Ich bin Klasse!
Praxisorientiertes Kooperationsprojekt von Pestalozzi-Schule und der Tagesbildungsstätte des Christophorus-Werkes Lingen e.V. erfolgreich gestartet

„Müssen wir schon nach Hause?“ Diese Frage von einem Siebtklässler nach einem – wenn auch nicht ganz normalen – Schultag kann von Seiten eines Lehrers nur positiv bewertet werden. Und so freuten sich die Projektleiter Frank Eichholt und Heike Kramer gemeinsam mit Klassenlehrerin Mechthild Wübbels-Klus von der Pestalozzi-Schule sehr über den gelungenen Projekttag, der aus den Individualisten der Klasse einen Klassenverband machte.
Alltag von Schule ist zunehmend beeinflusst von gesamtgesellschaftlichen Themen und Problemstellungen. Das soziale Miteinander von Schülern lässt oft zu wünschen übrig. Daher ist nicht mehr nur klassisch schulisches Lernen gefragt, in den Schulen müssen den Kindern und Jugendlichen auch immer mehr soziale Kompetenzen vermittelt werden.

In einer Einrichtung wie der Pestalozzi-Schule, Förderschule Lernen, in der Kinder und Jugendliche unterschiedlicher Nationen, Kulturen und sozialer Schichten aufeinander treffen, ist dies für die Lehrer besonders schwierig. Frank Eichholt, Sozialpädagoge der Tagesbildungsstätte des Christophorus-Werkes und Heike Kramer, die als Sozialpädagogin derzeit beim Kolping Jugendmigrationsdienst Salzbergen für das Niedersächsische Kooperations- und Bildungsprojekt (NiKo) angestellt ist und zuvor das PRINT-Projekt (Prävention und Integration) betreute, erarbeiteten daraufhin das Projekt „Ich bin Klasse“.

„Ziel ist zunächst einmal die Initiierung gruppendynamischer Prozesse in den Klassen“, erläutert Frank Eichholt die Vorgehensweise. „Das umfasst individuelle Grenzerfahrungen sowie kooperativ zu bewältigende Aufgabenstellungen.“ So sollen Motivation, Teambereitschaft, Selbstwertgefühl und die Erhöhung von Frustrationstoleranz gefördert werden.
Als Kooperationspartner konnte mit Uwe Berger vom Kanu und Klettercamp Lingen ein Fachmann gefunden werden, der von der Idee und deren Umsetzung absolut überzeugt ist: „Es war Liebe auf den ersten Blick!“ Er verband erlebnispädagogische Aufgaben mit der Zielsetzung und passte diese auf die Klassen so an, dass bereits im Vorfeld ein Höchstmaß an Motivationsbereitschaft bei den Kindern erreicht werden konnte.

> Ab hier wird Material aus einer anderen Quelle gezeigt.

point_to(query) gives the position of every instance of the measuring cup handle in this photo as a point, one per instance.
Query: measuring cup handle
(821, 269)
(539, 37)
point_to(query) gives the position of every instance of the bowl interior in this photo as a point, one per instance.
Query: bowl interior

Die Klassen 7 der Pestalozzischule Lingen wurden in eine spannende Geschichte hineinversetzt, in der sie einen „Clan“ spielen sollten.

Die wichtigste Aufgabe dabei war es, durch die Spiele Essen für alle zu besorgen. Dabei musste dann beispielsweise ein Hummer aus einem „Säuresee“ herausgeholt werden oder das Obst für den Obstsalat vom oberen Ende der Kletterwand heruntergeholt werden. Zusätzlich hatte jeder Schüler ein rohes Ei als Schatz, auf den es aufpassen und den es den ganzen Tag bei sich tragen musste.

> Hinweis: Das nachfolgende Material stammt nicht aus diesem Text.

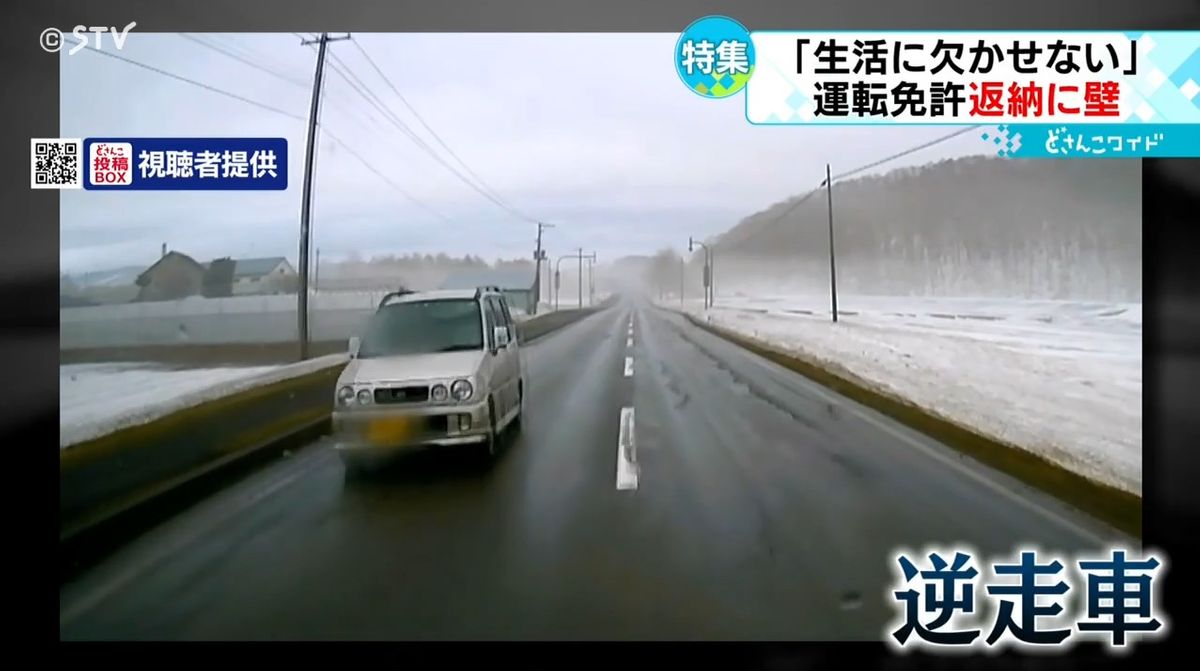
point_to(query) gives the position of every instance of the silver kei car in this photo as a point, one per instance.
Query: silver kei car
(432, 369)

Die Schüler erlebten sich an diesem Tag als kompetent und zur gemeinsamen Lösung schwieriger Aufgabenstellungen überraschend fähig und gingen gestärkt aus diesem Tag heraus. „Wir sind Klasse“ war letztlich nicht nur Titel des Projektes, sondern gelebte Realität.

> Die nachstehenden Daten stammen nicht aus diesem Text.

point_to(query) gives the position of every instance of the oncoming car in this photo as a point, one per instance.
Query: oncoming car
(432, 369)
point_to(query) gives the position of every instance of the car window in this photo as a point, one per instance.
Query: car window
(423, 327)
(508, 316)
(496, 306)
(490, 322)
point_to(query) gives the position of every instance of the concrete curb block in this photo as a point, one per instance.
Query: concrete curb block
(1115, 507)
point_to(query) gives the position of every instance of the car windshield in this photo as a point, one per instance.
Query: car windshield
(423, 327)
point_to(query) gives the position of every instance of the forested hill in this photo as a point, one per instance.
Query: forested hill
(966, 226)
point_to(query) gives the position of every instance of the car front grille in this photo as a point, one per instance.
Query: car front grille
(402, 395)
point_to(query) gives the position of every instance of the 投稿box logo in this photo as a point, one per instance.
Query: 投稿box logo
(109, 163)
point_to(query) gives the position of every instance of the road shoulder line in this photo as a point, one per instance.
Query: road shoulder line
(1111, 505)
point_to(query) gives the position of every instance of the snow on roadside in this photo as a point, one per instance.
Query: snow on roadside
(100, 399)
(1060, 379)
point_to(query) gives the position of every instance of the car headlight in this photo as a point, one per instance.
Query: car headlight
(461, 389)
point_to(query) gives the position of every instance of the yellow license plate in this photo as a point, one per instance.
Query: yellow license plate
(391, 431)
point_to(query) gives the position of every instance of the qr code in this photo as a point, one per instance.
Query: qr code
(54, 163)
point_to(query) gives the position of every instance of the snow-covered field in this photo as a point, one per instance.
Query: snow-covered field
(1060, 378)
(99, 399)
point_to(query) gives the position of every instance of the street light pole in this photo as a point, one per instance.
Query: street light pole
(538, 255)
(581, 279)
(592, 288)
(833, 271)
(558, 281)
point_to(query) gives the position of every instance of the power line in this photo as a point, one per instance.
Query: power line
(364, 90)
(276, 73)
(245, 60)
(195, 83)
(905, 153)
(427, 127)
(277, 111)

Nach Abschluss des Projektes erfolgt nun zunächst eine ausführliche Auswertung und Analyse der Ergebnisse. Hierbei soll eine Möglichkeit der Weiterführung in anderen Klassen der Pestalozzischule - Förderschule Lernen -, als auch über eine mögliche Adaption für die Tagesbildungsstätte des Christophorus-Werkes und somit eine Übertragbarkeit auf andere Zielgruppen/Klassen erarbeitet werden.